#### Generating recursive data – Hypothesis

Sometimes you want to generate data which is *recursive*.

That is, in order to draw some data you may need to draw

some more data from the same strategy. For example we might

want to generate a tree structure, or arbitrary JSON.

Hypothesis has the *recursive* function in the hypothesis.strategies

module to make this easier to do. This is an article about how to

use it.

Lets start with a simple example of drawing tree shaped data:

In our example a tree is either a single boolean value (a leaf

node), or a tuple of two child trees. So a tree might be e.g. True,

or (False, True), or ((True, True), False), etc.

First off, it might not be obvious that you *need* the recursive

strategy. In principle you could just do this with composite:

```
import hypothesis.strategies as st
@st.composite
def composite_tree(draw):
return draw(st.one_of(
st.booleans(),
st.tuples(composite_tree(), composite_tree()),
))
```

If you try drawing examples from this you’ll probably see one of

three scenarios:

- You’ll get a single boolean value
- You’ll get a very large tree
- You’ll get a RecursionError from a stack overflow

It’s unlikely that you’ll see any non-trivial small examples.

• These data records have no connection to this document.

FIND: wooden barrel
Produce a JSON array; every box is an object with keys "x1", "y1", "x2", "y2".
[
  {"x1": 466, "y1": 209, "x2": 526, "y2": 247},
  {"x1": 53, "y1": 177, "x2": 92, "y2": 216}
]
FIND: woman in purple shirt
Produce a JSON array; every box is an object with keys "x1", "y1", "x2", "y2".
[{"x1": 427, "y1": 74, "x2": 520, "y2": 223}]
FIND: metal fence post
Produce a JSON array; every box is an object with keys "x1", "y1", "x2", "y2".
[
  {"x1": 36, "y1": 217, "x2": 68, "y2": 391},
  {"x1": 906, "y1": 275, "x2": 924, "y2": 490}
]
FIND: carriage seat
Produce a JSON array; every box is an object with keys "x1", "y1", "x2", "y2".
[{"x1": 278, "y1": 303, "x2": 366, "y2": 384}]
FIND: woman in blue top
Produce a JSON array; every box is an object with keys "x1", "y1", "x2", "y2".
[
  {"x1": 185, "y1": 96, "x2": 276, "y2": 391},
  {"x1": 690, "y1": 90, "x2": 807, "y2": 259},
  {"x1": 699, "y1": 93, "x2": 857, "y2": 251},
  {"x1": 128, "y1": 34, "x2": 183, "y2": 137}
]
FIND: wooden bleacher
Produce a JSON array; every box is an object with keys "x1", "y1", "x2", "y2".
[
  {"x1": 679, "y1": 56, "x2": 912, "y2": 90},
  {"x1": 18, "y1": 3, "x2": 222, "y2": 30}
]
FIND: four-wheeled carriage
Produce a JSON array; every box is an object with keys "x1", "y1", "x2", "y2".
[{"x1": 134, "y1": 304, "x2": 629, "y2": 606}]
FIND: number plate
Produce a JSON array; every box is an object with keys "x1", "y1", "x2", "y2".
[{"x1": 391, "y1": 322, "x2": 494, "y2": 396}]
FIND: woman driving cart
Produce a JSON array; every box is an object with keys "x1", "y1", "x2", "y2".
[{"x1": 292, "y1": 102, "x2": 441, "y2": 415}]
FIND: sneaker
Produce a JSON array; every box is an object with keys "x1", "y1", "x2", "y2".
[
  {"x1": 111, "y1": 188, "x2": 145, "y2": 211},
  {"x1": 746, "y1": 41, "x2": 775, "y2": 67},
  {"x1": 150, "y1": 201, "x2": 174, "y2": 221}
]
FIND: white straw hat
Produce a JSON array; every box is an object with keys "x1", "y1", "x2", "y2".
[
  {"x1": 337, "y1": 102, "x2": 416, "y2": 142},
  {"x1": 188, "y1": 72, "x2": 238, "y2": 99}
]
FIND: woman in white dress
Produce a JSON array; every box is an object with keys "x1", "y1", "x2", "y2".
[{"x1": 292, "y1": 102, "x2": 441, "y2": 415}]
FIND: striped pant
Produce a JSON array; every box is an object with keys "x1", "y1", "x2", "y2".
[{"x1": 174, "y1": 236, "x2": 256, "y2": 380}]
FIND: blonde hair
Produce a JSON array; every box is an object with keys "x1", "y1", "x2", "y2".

The reason for this is that this sort of recursion tends to

explode in size: If this were implemneted as a naive random

generation process then the expected size of the tree would

be infinite. Hypothesis has some built in limiters to stop

it ever trying to actually generate infinitely large amounts

of data, but it will still tend to draw trees that are very

large if they’re not trivial, and it can’t do anything about

the recursion problem.

So instead of using this sort of unstructured recursion,

Hypothesis exposes a way of doing recursion in a slightly more

structured way that lets it control the size of the

generated data much more effectively. This is the recursive

strategy.

In order to use the recursive strategy you need two parts:

- A base strategy for generating “simple” instances of the

data that you want. - A function that takes a child strategy that generates data

of the type you want and returns a new strategy generating

“larger” instances.

So for example for our trees of booleans and tuples we could

use booleans() for the first and something for returning tuples

of children for the second:

```
recursive_tree = st.recursive(
st.booleans(), lambda children: st.tuples(children, children)
)
```

The way to think about the recursive strategy is that you’re

repeatedly building up a series of strategies as follows:

```
s1 = base
s2 = one_of(s1, extend(s1)
s3 = one_of(s2, extend(s2))
...
```

So at each level you augment the things from the previous

level with your extend function. Drawing from the resulting

recursive strategy then picks one of this infinite sequence

of strategies and draws from it (this isn’t quite what happens

in practice, but it’s pretty close).

The resulting strategy does a much better job of drawing small

and medium sized trees than our original composite based one

does, and should never raise a RecursionError:

```
>>> recursive_tree.example()
((False, True), ((True, True), False))
>>> recursive_tree.example()
((((False, False), True), False), False)
>>> recursive_tree.example()
(False, True)
>>> recursive_tree.example()
True
```

You can also control the size of the trees it draws with the

third parameter to recursive:

```
>>> st.recursive(st.booleans(), lambda children: st.tuples(children, children), max_leaves=2).example()
True
>>> st.recursive(st.booleans(), lambda children: st.tuples(children, children), max_leaves=2).example()
(True, False)
```

The max_leaves parameter controls the number of values drawn from

the ‘base’ strategy. It defaults to 50, which will tend to give you

moderately sized values. This helps keep example sizes under control,

as otherwise it can be easy to create extend functions which cause the

size to grow very rapidly.

In this particular example, Hypothesis will typically not hit the default,

but consider something like the following:

```
>>> st.recursive(st.booleans(), lambda children: st.lists(children, min_size=3)).example()
[[False,
True,
False,
False,
False,
True,
True,
True,
False,
False,
False,
True,
True,
False],
False,
[False, True, False, True, False],
[True, False, True, False, False, False]]
```

In this case the size of the example will tend to push up against the max_leaves value

because extend() grows the strategy in size quite rapidly, so if you want larger

examples you will need to turn up max_leaves.